In a new book that tells 10 conservation success stories in South Carolina over the last 30 years, Beach and his wife Virginia share keys to keeping a lot of the Palmetto State’s special places safe from threats of sprawl, development and, in one sense, human greed.
“A Wholly Admirable Thing: Defending Nature and Community on the South Carolina Coast” is more than a remembrance of 30 years of conservation work by Beach and the Coastal Conservation League. It’s a celebration of how people — Republicans, Democrats and political independents — can work together to make South Carolina a better, friendlier place by keeping what attracts us here in first place.
When the League got off the ground just before Hurricane Hugo slammed into South Carolina in 1989, Beach envisioned better laws and state policies, better rules for land use and more public education about the “long-term needs of our coastal environment.”
He didn’t necessarily envision working with affiliated people and groups, such as the Nature Conservancy, Ducks Unlimited, the S.C. Environmental Law Project, the Southern Environmental Law Center and various land trusts, to help to establish a 1.25 million-acre greenbelt of permanently protected Lowcountry land around urban boundaries to safeguard marshes, small islands, maritime forests, birding areas and more.
He didn’t expect the nascent organization to evolve to fight battles over factory hog farms, polluting coal plants, an expanded port or a highway that would have split a national forest. But he and colleagues fought those battles as described in the bulk of the book, which focuses on successes, such as preservation education at the Penn Center on St. Helena Island, saving Sandy Island in Georgetown County, nurturing local farmers to grow and sell $7 million of vegetables through the GrowFood Carolina network, and embracing concepts of new urbanism to bolster density and new ways to live in better harmony with the coast.
“A Wholly Admirable Thing” is a lyrical chronicle of successes for organizing and defending South Carolina’s special places.

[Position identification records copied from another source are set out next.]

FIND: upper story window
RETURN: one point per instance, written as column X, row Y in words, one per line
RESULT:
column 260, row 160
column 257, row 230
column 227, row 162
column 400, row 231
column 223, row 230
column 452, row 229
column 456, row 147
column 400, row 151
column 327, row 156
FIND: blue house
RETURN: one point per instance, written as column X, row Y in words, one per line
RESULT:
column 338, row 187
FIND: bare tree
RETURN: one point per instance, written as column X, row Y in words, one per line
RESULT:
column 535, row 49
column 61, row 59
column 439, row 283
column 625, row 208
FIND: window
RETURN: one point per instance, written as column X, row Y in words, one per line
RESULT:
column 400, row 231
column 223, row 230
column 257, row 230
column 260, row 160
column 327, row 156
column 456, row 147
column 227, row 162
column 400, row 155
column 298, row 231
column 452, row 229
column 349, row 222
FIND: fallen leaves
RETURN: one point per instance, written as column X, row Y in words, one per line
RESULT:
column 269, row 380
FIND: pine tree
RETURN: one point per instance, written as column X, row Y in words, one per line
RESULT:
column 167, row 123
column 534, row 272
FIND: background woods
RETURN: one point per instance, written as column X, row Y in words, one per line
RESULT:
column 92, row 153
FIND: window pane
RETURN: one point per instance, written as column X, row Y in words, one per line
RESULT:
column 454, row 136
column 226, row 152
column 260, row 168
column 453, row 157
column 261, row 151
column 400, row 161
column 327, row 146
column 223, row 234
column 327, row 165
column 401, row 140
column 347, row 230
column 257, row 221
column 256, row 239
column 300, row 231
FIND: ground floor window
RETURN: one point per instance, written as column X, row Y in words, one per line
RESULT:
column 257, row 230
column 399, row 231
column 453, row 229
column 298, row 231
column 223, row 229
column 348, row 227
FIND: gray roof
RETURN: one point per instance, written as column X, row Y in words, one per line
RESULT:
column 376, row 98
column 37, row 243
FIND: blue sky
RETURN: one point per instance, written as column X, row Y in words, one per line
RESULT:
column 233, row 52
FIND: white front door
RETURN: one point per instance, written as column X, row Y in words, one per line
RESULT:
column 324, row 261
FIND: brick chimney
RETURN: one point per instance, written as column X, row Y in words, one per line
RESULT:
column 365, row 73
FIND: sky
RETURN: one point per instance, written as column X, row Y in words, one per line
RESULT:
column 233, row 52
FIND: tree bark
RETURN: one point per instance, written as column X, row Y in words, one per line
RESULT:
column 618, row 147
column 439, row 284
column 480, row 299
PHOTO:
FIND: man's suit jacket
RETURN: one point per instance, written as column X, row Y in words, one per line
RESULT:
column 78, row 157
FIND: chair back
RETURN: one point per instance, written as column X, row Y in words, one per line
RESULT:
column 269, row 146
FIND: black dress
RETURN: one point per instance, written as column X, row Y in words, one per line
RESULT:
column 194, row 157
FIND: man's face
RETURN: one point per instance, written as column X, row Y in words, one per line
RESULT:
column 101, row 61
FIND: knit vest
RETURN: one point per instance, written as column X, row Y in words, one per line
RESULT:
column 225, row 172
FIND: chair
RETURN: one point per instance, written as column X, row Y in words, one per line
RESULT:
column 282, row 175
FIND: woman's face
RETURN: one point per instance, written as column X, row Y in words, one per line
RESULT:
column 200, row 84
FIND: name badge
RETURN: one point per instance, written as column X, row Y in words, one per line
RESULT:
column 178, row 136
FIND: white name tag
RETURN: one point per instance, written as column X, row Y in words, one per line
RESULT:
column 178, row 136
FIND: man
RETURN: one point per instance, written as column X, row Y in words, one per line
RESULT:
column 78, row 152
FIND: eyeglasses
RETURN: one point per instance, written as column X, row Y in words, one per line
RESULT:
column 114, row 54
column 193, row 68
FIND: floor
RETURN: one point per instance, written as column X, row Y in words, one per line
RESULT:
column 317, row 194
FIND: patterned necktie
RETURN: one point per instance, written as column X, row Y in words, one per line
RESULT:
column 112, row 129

It’s a tribute to persistence. The book’s stories inspire awe, surely even among detractors who have cursed the League over the years.
But students of politics will also enjoy Dana Beach’s succinct, realistic description of the murkiness and challenges of Palmetto politics in the book’s introduction:
“Politically, South Carolina is bright red; but the state is neither conservative nor liberal, at least by conventional definitions of those terms. Instead it is a pre-modern, tribal society controlled by a network of friendships, kinships and business relationships with power vested in a small leadership clique that migrates across the rural landscape — from Edgefield and Barnwell, St. Matthews to Moncks Corner, Kingstree to Florence. It is a modern manifestation of a corporate state, like those that exist in Eastern Europe.
“Our temperament is one of wounded honor and easily hurt feelings. Just below the good-natured, jovial countenance of a South Carolina leader, lies a tightly wound, tender bundle of emotions waiting to explode.”
It’s much the same today in the legislature as it was 50 years ago or 150 years ago. In some sense, it doesn’t matter whether Republicans or Democrats are in control because what really shapes the state is a continuing heritage of political elites who don’t want to be told what to do. “A Wholly Admirable Thing” is a critical read for anyone who wants to get something actually done.